In my early years, I did not worry about breast cancer. I had small breasts and paid little attention to them. Then, one year after my son was born, Happy Rockefeller made all women aware of breast cancer by announcing in 1974 that she had the disease. Her words pushed me, a twenty-seven-year-old, into a state of anxiety—constantly checking my breasts, asking my husband to check, making countless physician’s appointments for more “professional” exams. When I discovered a lump and had to have a biopsy, I almost crossed the fine line between sanity and madness.
Four biopsies later—all benign, thankfully—I still have anxiety when it is time for my mammogram. I do not obsess about the machine itself—how it flattens my breasts into human pancakes. I have no issues about modesty.

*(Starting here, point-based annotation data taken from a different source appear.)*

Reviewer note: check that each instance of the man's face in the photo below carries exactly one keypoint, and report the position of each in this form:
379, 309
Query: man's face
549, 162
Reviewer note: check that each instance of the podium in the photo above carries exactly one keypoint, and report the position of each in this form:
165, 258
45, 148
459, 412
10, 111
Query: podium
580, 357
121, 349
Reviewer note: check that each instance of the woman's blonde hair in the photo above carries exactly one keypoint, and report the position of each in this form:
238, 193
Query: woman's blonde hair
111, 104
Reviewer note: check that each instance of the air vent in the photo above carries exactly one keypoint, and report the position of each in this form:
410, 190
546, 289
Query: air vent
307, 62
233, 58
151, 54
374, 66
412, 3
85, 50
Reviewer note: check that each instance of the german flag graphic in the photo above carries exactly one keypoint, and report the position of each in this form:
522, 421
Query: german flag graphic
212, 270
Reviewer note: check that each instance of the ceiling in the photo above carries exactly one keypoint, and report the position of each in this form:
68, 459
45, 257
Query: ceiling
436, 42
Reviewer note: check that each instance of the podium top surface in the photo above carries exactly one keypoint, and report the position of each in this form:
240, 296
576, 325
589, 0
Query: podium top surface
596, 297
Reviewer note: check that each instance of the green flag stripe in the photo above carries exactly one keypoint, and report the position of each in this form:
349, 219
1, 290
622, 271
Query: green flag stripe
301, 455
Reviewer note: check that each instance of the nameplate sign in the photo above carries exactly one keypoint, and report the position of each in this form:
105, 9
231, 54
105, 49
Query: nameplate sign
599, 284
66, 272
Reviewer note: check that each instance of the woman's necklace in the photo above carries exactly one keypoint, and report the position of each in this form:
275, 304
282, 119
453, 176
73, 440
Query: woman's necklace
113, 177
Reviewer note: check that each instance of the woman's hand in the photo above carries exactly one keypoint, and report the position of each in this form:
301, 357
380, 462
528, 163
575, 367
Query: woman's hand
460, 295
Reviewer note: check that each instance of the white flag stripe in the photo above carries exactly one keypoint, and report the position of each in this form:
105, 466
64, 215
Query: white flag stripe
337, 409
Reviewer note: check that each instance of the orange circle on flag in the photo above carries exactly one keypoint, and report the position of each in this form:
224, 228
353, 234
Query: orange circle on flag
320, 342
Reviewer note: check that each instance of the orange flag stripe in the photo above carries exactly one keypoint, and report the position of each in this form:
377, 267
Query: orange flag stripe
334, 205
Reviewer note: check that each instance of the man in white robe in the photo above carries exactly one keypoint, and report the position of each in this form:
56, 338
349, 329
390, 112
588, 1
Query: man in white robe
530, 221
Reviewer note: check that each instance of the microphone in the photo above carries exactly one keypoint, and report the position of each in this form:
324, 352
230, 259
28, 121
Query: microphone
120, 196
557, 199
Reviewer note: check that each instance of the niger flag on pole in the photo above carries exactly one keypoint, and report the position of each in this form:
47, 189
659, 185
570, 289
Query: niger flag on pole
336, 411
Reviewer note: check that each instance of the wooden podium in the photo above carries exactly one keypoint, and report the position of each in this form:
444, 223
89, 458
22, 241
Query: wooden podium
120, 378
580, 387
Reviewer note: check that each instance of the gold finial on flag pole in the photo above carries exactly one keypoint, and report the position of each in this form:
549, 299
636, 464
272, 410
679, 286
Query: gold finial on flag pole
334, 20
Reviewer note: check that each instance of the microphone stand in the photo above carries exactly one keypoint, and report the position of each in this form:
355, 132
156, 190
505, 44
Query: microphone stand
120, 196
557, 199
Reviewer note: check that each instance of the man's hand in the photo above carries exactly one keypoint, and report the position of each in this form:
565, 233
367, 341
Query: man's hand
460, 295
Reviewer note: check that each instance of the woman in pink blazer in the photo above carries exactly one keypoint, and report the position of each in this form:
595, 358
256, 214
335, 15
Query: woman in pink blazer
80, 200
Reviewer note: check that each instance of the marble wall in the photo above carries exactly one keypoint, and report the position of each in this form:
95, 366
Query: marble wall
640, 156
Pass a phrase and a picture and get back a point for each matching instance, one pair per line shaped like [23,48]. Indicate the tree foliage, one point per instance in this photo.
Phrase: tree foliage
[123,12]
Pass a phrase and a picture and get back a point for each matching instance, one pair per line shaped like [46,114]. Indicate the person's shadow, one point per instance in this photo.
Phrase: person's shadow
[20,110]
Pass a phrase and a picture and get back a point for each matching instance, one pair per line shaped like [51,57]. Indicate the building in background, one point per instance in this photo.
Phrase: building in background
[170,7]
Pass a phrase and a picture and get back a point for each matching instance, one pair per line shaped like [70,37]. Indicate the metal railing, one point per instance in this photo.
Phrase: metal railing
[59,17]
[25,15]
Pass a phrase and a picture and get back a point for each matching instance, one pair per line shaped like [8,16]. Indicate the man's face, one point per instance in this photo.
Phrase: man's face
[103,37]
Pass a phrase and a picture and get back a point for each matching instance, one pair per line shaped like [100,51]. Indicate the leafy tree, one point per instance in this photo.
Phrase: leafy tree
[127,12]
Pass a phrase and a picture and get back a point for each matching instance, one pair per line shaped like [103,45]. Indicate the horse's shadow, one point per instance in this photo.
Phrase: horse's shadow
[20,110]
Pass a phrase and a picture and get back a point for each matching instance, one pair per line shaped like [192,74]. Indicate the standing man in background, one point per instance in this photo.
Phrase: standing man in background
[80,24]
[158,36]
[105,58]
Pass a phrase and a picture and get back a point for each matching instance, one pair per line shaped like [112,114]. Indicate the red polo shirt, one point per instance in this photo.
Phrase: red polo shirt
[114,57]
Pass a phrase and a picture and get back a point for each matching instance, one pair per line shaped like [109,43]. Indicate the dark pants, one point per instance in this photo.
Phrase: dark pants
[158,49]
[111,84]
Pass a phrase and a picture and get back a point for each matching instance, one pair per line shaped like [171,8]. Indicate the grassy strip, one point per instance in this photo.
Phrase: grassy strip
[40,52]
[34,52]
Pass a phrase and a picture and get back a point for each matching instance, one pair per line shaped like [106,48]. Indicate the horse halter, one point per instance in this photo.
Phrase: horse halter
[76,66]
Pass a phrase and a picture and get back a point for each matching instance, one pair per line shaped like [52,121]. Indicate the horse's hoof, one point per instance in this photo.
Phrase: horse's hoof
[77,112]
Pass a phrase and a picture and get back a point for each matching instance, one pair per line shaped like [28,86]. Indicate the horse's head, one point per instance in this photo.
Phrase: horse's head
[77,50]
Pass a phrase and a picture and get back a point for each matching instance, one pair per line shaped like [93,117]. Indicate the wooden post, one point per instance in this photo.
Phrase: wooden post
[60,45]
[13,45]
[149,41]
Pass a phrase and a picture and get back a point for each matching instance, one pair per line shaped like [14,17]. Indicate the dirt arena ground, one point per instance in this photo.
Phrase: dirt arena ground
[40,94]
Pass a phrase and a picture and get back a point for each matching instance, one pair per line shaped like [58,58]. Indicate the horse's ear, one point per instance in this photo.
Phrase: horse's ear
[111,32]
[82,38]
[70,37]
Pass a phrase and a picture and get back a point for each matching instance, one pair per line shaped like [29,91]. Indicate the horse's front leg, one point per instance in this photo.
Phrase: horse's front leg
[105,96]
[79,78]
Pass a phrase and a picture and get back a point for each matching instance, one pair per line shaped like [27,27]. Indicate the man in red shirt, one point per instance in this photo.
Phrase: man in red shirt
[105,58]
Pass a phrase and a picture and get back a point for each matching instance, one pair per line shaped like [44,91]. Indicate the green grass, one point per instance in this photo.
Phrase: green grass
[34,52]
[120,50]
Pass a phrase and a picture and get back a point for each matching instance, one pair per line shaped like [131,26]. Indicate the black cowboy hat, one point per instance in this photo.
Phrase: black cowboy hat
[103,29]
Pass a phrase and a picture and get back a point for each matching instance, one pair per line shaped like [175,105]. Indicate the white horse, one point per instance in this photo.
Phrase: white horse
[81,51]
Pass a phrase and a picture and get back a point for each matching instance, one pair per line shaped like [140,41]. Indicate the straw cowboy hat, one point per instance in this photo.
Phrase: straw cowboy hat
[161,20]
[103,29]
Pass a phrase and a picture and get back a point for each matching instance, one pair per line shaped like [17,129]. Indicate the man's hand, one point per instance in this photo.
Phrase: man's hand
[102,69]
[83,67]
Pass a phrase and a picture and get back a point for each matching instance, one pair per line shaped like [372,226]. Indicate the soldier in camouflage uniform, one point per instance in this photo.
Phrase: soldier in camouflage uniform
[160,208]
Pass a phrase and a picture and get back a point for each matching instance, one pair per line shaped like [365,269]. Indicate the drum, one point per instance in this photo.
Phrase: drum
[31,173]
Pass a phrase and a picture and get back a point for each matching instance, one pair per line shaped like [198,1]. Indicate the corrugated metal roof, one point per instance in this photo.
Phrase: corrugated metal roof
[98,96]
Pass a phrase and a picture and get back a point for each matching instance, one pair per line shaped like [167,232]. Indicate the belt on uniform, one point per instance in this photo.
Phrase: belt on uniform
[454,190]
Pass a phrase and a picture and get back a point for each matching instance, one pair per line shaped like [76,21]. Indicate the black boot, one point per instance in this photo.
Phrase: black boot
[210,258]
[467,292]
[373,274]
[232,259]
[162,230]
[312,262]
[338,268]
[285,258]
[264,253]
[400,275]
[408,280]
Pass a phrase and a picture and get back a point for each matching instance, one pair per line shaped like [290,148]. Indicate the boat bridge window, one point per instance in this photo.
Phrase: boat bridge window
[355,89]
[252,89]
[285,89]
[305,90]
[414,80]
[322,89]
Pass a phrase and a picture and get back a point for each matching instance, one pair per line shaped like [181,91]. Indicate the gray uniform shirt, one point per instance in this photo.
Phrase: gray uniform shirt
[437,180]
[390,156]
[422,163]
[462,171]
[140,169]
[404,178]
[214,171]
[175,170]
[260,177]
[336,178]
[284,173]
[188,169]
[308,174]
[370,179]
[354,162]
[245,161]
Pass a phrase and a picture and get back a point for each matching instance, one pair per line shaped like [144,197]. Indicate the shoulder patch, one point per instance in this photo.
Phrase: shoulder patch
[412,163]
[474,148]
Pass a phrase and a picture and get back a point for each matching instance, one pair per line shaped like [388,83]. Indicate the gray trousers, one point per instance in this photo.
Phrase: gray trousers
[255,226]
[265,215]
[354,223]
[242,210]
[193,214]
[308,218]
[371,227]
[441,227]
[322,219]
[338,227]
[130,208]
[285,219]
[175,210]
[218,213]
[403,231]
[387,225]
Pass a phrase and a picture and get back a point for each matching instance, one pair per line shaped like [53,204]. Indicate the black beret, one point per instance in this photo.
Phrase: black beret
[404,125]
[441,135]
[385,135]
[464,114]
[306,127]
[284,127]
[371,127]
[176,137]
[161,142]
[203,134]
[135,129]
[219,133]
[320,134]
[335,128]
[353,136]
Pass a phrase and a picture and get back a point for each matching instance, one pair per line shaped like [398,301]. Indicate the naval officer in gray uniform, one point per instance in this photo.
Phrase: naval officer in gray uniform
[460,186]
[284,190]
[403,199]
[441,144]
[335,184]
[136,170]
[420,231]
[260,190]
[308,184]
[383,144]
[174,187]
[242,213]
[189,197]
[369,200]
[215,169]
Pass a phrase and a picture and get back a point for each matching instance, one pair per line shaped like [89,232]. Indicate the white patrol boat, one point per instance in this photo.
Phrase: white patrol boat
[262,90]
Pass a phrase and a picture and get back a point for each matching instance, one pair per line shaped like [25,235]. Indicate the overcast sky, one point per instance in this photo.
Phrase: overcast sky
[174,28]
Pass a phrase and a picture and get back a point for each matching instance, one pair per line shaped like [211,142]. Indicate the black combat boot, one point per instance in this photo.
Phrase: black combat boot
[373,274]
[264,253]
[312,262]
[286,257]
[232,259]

Instead, my anxiety stems from that “what if” feeling—what if this time the test discovers a lump and the lump turns out to be malignant? As I sit in the pre-examination room, waiting for my name to be called, I imagine going through the remainder of my life without breasts. I imagine weeks and months of chemo and radiation, losing my hair, feeling my mortality creep closer and closer to me. After the test, I pray I do not get the call telling me I need another test, that the initial one was unclear or may have shown something.
My brain shouts at me that feeling anxious will not change the results or help me deal with any tests that show signs of cancer. My children, sounding as logical as Mr. Spock from “Star Trek,” try to convince me that my anxiety only causes unnecessary stress and that if, heaven forbid, the mammogram shows cancer, we will deal with it as a family. My anxiety, however, prevents me from hearing any rational, calming words. Nothing will reduce my anxiety until the mammogram report says “all fine.”
And then, after sighing with relief, I will find something else about which to be anxious for the next eleven months until August angst from my mammogram returns.